Model loaded. Embedding dimension: 768


In [19]:
# %%
# Helper: embedding function (wraps SentenceTransformer.encode)
def embed_texts(texts, batch_size=BATCH_SIZE, normalize=NORMALIZE):
  # texts: list of str
  # returns: numpy array shape (n, dim)
  embs = embed_model.encode(
  texts,
  batch_size=batch_size,
  show_progress_bar=False,
  convert_to_numpy=True,
  normalize_embeddings=normalize
  )
  return embs

# Helper: safe conversion to python list for Mongo insertion
def as_list(vec):
  if isinstance(vec, np.ndarray):
    return vec.tolist()
  if isinstance(vec, list):
    return vec
  return list(vec)

In [20]:
# %%
# Main processing loop - fetch batches from Mongo, embed, update
processed = 0
start_time = time.time()

# We will page through documents in chunks of FETCH_BATCH to avoid long cursors
with tqdm(total=(MAX_TO_PROCESS or to_process_count), desc="Embedding docs") as pbar:
    while True:
        # fetch a batch of documents not embedded
        cursor = collection.find({'embedded': False}, {'_id': 1, 'text': 1}).limit(FETCH_BATCH)
        docs = list(cursor)
        if not docs:
            break

        # If MAX_TO_PROCESS is set, trim
        if MAX_TO_PROCESS:
            remaining = MAX_TO_PROCESS - processed
            if remaining <= 0:
                break
            if len(docs) > remaining:
                docs = docs[:remaining]

        # Process in smaller sub-batches to control memory
        ids = [d['_id'] for d in docs]
        texts = [d.get('text','') for d in docs]

        try:
            embeddings = embed_texts(texts, batch_size=BATCH_SIZE)
        except Exception as e:
            print("Embedding error - retrying in smaller batches:", e)
            # fallback: smaller batches
            embeddings = []
            for i in range(0, len(texts), max(1, BATCH_SIZE//4)):
                sub = texts[i:i+max(1, BATCH_SIZE//4)]
                sub_emb = embed_texts(sub, batch_size=max(1, BATCH_SIZE//4))
                embeddings.append(sub_emb)
            embeddings = np.vstack(embeddings)

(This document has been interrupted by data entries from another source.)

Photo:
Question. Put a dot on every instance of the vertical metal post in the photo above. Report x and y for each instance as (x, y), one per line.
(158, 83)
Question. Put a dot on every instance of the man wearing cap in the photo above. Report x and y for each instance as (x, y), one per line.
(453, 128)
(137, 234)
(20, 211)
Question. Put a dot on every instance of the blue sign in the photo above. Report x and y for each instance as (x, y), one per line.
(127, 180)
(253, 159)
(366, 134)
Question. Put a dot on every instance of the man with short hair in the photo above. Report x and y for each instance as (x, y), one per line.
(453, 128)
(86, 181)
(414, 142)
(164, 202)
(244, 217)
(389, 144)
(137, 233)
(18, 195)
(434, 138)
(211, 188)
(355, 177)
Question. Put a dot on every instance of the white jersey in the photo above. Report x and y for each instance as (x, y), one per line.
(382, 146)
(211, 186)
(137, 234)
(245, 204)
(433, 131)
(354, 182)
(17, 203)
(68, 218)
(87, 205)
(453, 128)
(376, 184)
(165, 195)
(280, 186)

        # Prepare bulk updates
        bulk_ops = []
        now = datetime.now(timezone.utc)
        for doc_id, emb in zip(ids, embeddings):
            emb_list = as_list(emb)
            if UPDATE_EMBED_FLAG:
                bulk_ops.append(
                    pymongo.UpdateOne(
                        {'_id': doc_id},
                        {'$set': {'embedding': emb_list, 'embedded': True, 'embedded_at': now}}
                    )
                )

        if bulk_ops:
            # do bulk write
            try:
                result = collection.bulk_write(bulk_ops, ordered=False)
            except Exception as e:
                print("Bulk write error:", e)
                # fallback: try item-wise
                for op in bulk_ops:
                    try:
                        collection.update_one(op._filter, op._update)
                    except Exception as e2:
                        print("Single update failed for", op._filter, e2)

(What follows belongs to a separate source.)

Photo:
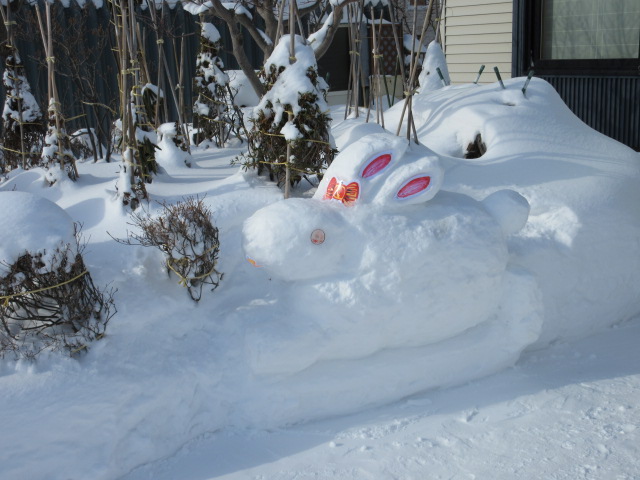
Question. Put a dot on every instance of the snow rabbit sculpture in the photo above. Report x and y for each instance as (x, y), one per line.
(376, 260)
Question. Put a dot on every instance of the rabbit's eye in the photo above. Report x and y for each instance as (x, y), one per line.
(317, 237)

        processed += len(docs)
        pbar.update(len(docs))

        # If MAX_TO_PROCESS limit reached, stop
        if MAX_TO_PROCESS and processed >= MAX_TO_PROCESS:
            break

print(f"Done. Processed {processed} docs in {time.time()-start_time:.1f}s")

Embedding docs:   0%|          | 0/33094 [00:00<?, ?it/s]

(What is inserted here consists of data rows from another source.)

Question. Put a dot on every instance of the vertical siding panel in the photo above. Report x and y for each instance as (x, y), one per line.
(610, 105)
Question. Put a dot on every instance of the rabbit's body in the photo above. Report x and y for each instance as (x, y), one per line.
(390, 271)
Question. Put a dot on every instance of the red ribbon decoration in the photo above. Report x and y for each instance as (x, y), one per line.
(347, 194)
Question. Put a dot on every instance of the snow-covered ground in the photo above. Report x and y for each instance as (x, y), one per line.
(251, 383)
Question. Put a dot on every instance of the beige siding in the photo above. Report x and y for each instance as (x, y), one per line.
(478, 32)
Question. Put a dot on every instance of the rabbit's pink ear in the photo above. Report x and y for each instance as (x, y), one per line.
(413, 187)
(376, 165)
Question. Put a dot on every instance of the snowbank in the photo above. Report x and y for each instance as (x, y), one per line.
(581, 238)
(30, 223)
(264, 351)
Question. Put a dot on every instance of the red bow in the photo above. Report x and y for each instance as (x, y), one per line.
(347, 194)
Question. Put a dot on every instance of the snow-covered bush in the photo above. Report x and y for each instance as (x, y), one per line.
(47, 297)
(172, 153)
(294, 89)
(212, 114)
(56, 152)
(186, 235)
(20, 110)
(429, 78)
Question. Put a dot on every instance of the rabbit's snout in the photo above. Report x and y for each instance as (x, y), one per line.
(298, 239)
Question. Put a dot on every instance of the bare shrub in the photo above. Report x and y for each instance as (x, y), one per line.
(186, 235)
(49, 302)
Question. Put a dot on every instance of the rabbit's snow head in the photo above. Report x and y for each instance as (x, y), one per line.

Done. Processed 33094 docs in 1457.0s


In [21]:
# %%
# Quick sanity check: sample a few embedded docs
sample = list(collection.find({'embedded': True}, {'_id':1, 'embedding':1}).limit(5))
print("Sample embedded docs:", len(sample))

# %%
# Save or export: optionally write some stats to a local CSV for analysis
try:
    import pandas as pd
    stats = {
        'processed': processed,
        'model': MODEL_NAME,
        'time_s': time.time()-start_time
    }
    pd.DataFrame([stats]).to_csv('embed_run_stats.csv', index=False)
    print('Saved run stats to embed_run_stats.csv')
except Exception:
    pass

# %%
# END
print('Notebook finished. Review the collection for "embedded" flags and embeddings length.')


Sample embedded docs: 5
Saved run stats to embed_run_stats.csv
Notebook finished. Review the collection for "embedded" flags and embeddings length.